自宅でアナゴを開くのが難しい場合は、釣り船や魚店などで開いた状態にしてもらえることもあります。開き済みなら、ぬめり処理から始めれば唐揚げにできます。
アナゴの時期・場所・釣り方までまとめて知りたい場合は、アナゴ(穴子)釣り完全ガイドも参考にしてください。
揚げ物では皮目のぬめりをしっかり落とす
アナゴの皮目には独特のぬめりがあります。揚げ物にする場合は、開いた身をまな板へ置き、包丁の刃を皮目へ滑らせるようにしてぬめりをこそぎ落とします。
その後、粗塩を少量振って手早くもみ、流水で十分に洗い流します。塩を使って長時間もみ続ける必要はありません。ぬめりが取れたら洗い、キッチンペーパーで水分をしっかり拭きます。
煮アナゴ用の熱湯処理とは分けて考える
アナゴのぬめり処理には、熱湯をかけてから皮をこする方法もありますが、これは煮アナゴなどで使われる方法です。
唐揚げでは、包丁でぬめりをこそぎ、粗塩でもみ、流水で洗う方法が使いやすくなります。どちらの処理も目的はぬめりや汚れを落とすことなので、調理方法に合わせて選びます。
中骨を外しても硬い骨が残っていないか確認する
アナゴを開くときは、中骨を外す途中で周辺の小骨も切りながら処理します。ただし、開き方や魚の大きさによっては硬い部分が残ることがあります。
唐揚げ用に切る前に身を指で軽くなぞり、明らかに硬い骨や鋭い部分があれば取り除きます。「揚げれば小骨は全部気にならなくなる」と決めつけないほうが食べやすくなります。
中骨そのものは、別に取っておけばアナゴの骨せんべいにも使えます。
4〜6cm程度に切ると揚げやすい
開いたアナゴは4〜6cm程度の一口〜二口サイズに切ります。尾側は身が薄いため少し長め、太い胴側はやや小さめにすると火の通りをそろえやすくなります。
大型のアナゴで身が厚い場合は、厚い部分だけ斜めに切って厚さを調整しても構いません。
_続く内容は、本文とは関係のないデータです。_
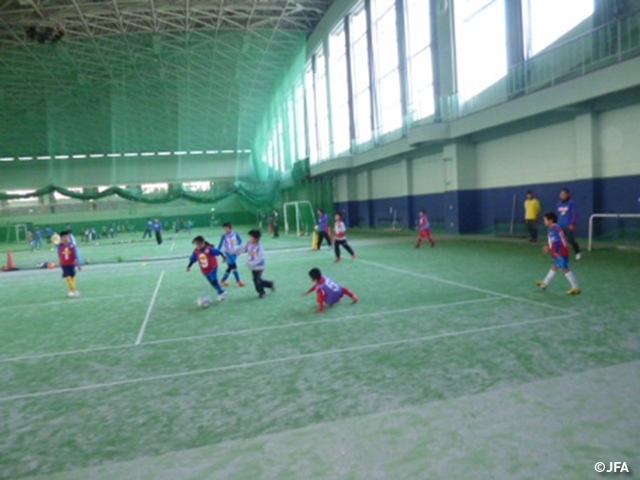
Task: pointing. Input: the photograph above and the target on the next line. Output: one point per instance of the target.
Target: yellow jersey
(531, 209)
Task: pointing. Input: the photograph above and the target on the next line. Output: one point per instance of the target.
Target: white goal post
(300, 207)
(606, 215)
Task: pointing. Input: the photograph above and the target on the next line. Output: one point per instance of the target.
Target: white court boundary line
(281, 360)
(148, 315)
(246, 331)
(462, 285)
(73, 302)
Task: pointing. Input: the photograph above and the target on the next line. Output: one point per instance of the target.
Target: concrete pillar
(587, 168)
(443, 57)
(460, 187)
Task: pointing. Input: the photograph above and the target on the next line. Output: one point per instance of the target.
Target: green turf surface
(452, 365)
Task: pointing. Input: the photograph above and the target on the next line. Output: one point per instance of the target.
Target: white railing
(606, 215)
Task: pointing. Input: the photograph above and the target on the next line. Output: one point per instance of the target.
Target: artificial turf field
(452, 365)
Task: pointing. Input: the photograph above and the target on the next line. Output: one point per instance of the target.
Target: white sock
(549, 277)
(572, 280)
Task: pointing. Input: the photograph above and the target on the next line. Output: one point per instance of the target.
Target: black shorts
(68, 271)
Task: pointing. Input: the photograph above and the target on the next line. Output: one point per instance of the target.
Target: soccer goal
(618, 228)
(299, 216)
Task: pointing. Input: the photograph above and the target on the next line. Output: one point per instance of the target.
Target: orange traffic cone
(10, 263)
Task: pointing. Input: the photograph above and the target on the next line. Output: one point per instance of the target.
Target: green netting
(142, 92)
(254, 195)
(107, 114)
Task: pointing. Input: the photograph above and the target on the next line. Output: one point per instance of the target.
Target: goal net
(614, 229)
(299, 217)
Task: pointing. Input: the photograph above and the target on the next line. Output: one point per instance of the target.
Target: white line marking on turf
(79, 301)
(291, 358)
(146, 317)
(462, 285)
(247, 331)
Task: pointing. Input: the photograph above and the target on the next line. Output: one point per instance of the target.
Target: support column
(460, 188)
(354, 208)
(515, 47)
(443, 58)
(587, 168)
(412, 214)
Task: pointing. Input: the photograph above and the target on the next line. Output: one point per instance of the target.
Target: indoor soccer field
(453, 362)
(507, 131)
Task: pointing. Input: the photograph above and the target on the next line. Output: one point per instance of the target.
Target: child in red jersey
(425, 229)
(327, 291)
(69, 261)
(205, 255)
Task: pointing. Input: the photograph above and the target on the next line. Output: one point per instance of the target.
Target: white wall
(591, 145)
(536, 156)
(428, 175)
(362, 186)
(619, 142)
(389, 181)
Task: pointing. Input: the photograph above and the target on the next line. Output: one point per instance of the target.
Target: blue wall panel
(470, 211)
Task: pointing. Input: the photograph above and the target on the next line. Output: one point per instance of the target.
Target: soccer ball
(204, 301)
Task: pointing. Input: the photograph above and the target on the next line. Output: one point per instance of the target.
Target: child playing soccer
(231, 241)
(340, 230)
(256, 263)
(559, 250)
(69, 261)
(425, 229)
(323, 228)
(205, 254)
(327, 291)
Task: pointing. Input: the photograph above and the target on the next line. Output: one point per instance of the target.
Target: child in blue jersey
(230, 240)
(567, 209)
(559, 250)
(256, 262)
(323, 228)
(327, 291)
(205, 255)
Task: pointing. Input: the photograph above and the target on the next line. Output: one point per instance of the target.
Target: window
(59, 196)
(360, 75)
(291, 129)
(339, 91)
(197, 186)
(481, 45)
(311, 115)
(385, 51)
(301, 130)
(545, 21)
(322, 106)
(148, 188)
(22, 200)
(420, 73)
(279, 141)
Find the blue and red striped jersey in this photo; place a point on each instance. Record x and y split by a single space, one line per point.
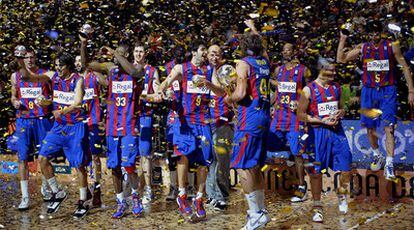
289 85
220 112
378 64
195 100
323 102
254 109
64 96
27 92
175 103
91 99
122 104
145 107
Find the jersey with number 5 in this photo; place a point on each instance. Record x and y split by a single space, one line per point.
254 109
122 104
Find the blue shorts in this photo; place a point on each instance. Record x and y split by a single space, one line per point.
331 149
248 150
122 151
193 141
72 139
29 135
145 138
95 140
384 99
278 140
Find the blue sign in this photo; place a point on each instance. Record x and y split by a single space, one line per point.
8 167
362 151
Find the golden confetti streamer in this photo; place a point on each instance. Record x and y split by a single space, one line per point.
371 113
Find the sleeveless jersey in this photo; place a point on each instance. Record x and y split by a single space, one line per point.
175 103
122 104
220 112
195 100
289 85
27 92
91 99
254 109
324 101
64 96
379 64
145 107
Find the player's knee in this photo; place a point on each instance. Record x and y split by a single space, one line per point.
130 169
44 161
389 130
370 131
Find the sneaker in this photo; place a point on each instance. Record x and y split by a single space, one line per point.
300 195
136 205
183 207
56 201
121 209
342 203
46 193
192 193
210 202
377 163
81 210
147 196
317 214
96 198
172 195
220 205
24 204
199 207
389 172
256 220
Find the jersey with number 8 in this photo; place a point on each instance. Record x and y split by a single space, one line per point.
27 92
122 104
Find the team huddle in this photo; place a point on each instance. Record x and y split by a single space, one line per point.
220 117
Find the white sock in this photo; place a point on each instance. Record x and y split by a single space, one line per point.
252 201
317 203
44 182
181 191
120 196
24 186
83 193
389 160
53 184
260 199
376 152
191 179
199 195
173 178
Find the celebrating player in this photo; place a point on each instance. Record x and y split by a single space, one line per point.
379 59
322 98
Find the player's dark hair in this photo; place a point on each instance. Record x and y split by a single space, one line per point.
179 54
195 45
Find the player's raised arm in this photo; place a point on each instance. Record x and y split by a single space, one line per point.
406 70
351 55
303 108
242 70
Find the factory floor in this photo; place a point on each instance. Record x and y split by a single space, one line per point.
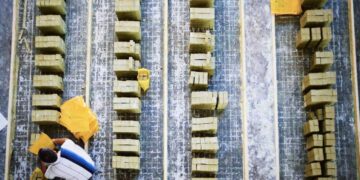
260 132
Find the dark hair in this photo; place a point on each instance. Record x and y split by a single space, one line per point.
47 155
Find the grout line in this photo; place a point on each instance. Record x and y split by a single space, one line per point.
88 60
12 90
276 120
243 100
165 88
354 76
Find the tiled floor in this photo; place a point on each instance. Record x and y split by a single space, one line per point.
291 65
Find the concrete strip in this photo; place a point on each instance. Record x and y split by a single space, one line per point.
165 50
12 90
354 77
260 156
3 121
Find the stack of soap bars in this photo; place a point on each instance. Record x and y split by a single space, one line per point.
319 94
49 62
204 104
127 102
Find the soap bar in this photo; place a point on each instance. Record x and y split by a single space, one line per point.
46 100
126 67
204 144
48 83
316 18
51 6
128 30
127 104
303 38
50 63
127 146
313 169
315 155
50 45
321 61
204 125
205 165
202 18
124 50
51 24
45 117
127 88
126 127
203 62
314 140
128 10
126 162
201 42
198 80
310 127
201 3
| 部位 | 切り方の目安 | 揚げ方のポイント |
|---|---|---|
| 胴側の厚い部分 | 4〜5cm程度 | 中心の火通りを確認する |
| 尾側の薄い部分 | 5〜7cm程度 | 早めに火が通るため先に取り出してよい |
| 大型個体の厚い身 | 斜めに切って厚さ調整 | 高温短時間だけで仕上げない |
下味は10〜15分から|濃く漬けすぎない
ボウルや保存袋にしょうゆ、酒、しょうが、好みでにんにくを入れ、アナゴを加えて全体になじませます。
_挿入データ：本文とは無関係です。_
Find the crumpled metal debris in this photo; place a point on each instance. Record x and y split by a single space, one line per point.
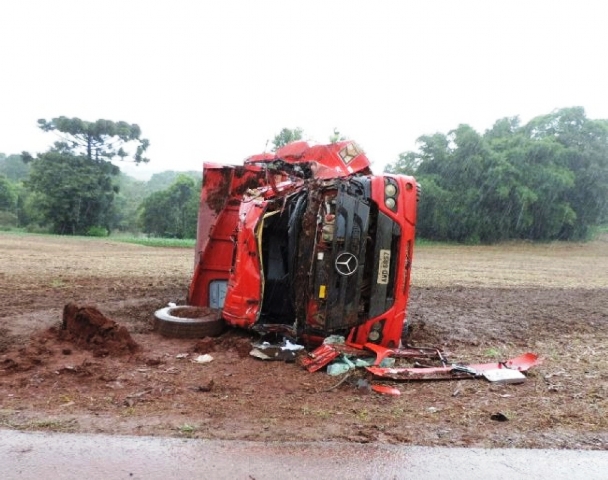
206 358
286 351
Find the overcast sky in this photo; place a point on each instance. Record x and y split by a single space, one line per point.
216 80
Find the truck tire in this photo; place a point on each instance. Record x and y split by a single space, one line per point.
188 322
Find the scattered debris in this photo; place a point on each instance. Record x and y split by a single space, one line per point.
386 390
286 351
204 388
206 358
499 417
518 364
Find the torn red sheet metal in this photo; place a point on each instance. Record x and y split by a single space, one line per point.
386 390
323 355
522 363
320 357
403 352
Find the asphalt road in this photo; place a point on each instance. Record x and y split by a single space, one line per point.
73 456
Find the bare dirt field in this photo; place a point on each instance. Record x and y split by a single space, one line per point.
477 303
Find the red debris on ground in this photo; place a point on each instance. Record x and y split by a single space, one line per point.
87 328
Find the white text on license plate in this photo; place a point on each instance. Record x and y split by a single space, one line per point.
384 266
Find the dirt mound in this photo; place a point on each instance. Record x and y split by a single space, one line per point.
88 328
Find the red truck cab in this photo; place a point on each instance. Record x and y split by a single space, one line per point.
308 242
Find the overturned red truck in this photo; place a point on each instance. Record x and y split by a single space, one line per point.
307 242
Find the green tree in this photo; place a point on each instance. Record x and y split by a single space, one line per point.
542 181
100 140
173 212
285 136
74 182
8 194
13 167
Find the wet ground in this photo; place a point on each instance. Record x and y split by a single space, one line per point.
477 303
42 455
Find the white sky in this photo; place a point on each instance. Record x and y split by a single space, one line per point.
216 80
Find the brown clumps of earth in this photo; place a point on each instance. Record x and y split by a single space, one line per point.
88 328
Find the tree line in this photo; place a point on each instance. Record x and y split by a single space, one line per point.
545 180
75 189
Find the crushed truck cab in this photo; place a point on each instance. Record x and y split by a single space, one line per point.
306 241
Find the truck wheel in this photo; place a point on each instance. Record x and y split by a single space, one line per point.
188 322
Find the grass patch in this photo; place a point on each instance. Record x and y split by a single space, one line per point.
158 242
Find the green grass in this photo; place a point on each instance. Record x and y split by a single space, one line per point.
146 241
157 242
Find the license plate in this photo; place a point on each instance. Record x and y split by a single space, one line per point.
384 267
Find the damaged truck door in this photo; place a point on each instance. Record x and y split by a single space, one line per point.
308 242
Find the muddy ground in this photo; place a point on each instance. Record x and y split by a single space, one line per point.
477 303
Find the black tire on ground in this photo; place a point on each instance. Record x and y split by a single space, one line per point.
188 322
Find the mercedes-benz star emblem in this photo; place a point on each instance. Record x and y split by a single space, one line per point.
346 264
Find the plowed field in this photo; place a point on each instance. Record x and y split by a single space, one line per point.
477 303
冷蔵庫で10〜15分ほど置けば、薄いアナゴの身には十分味がなじみやすくなります。濃い味が好みでも、最初から30分〜1時間漬けるより、しょうゆ量を抑えて短時間から試すほうが身の味を残しやすくなります。
みりん・砂糖を入れるなら揚げ色に注意
甘めの唐揚げにしたい場合は、みりんや砂糖を少量加えても構いません。ただし、糖分を含む下味は高温で色が付きやすくなります。
焦げそうな場合は油温を少し下げ、表面の色ではなく中心の火通りを優先してください。
下味の水分を軽く拭いてから片栗粉を付ける
漬けたアナゴをそのまま片栗粉へ入れると、粉が厚く固まったり、揚げ油がはねやすくなったりします。
漬け汁から取り出したら、キッチンペーパーで表面の余分な液体を軽く押さえます。完全に乾燥させる必要はなく、液が滴らない程度で十分です。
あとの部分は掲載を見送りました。